Genome wide distribution and signature of unclustered deaminase induced mutations in ung1Δ diploid yeast.

(A) Mutation frequency (expressed as the number of canavinine resistant colonies per 106 ) at the CAN1 locus in ung1Δ haploid yeast (data in part from Taylor et al., 2013) and ung1Δ/ung1Δ diploid yeast transformants expressing AID/APOBEC proteins or upon treatment with 0.2% EMS. Red bars indicate the median mutation frequency (n = 12–126 colonies). (B) Genome wide SNV number in ung1Δ haploid and ung1Δ/Δ diploid yeast transformants expressing AID/APOBEC proteins or with EMS treatment. Red bars indicate the median mutation per genome (n = 25–50 independent clones). (C) Sequence context of mutations at G•C pairs in diploid yeast genomes (indicated as mutations at cytosines) exposed to AID*, sA3G* or EMS mutagenesis. The numbers indicate total mutations per dataset, with the height of colour bars proportional to the frequency of each base found in the vicinity of a mutation. (D) Distribution of mutations per diploid yeast chromosome expressed as the number of mutations per chromosome in each independent genome against the chromosome length.

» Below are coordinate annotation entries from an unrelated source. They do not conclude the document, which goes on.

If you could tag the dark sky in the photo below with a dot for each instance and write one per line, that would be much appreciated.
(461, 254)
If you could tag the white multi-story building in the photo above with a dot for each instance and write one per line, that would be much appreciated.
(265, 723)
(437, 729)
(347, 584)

The bars represent the projected linear trend for mutations at C (in black) or G (in red).

https://doi.org/10.7554/eLife.03553.003

When interrogating the mutations (99.8% of which occur at C:G pairs; A:T mutations were excluded from further analysis; all detected mutations are given in Supplementary file 1), the expected flanking sequence context of WRC was found for AID* and YCC for sA3G* (Figure 1C). In stark contrast, no consensus motif was observed in the EMS data, highlighting the random nature of this mutagenesis. In all three datasets SNVs appeared distributed throughout the genome, with all chromosomes displaying similar overall mutation that is strongly correlated with chromosome length, ruling out major biases in the targeting of mutations (Spearman's correlation coefficient for AID*: ρ > 0.65; for sA3G*: ρ > 0.55; for EMS: ρ > 0.68; Figure 1D).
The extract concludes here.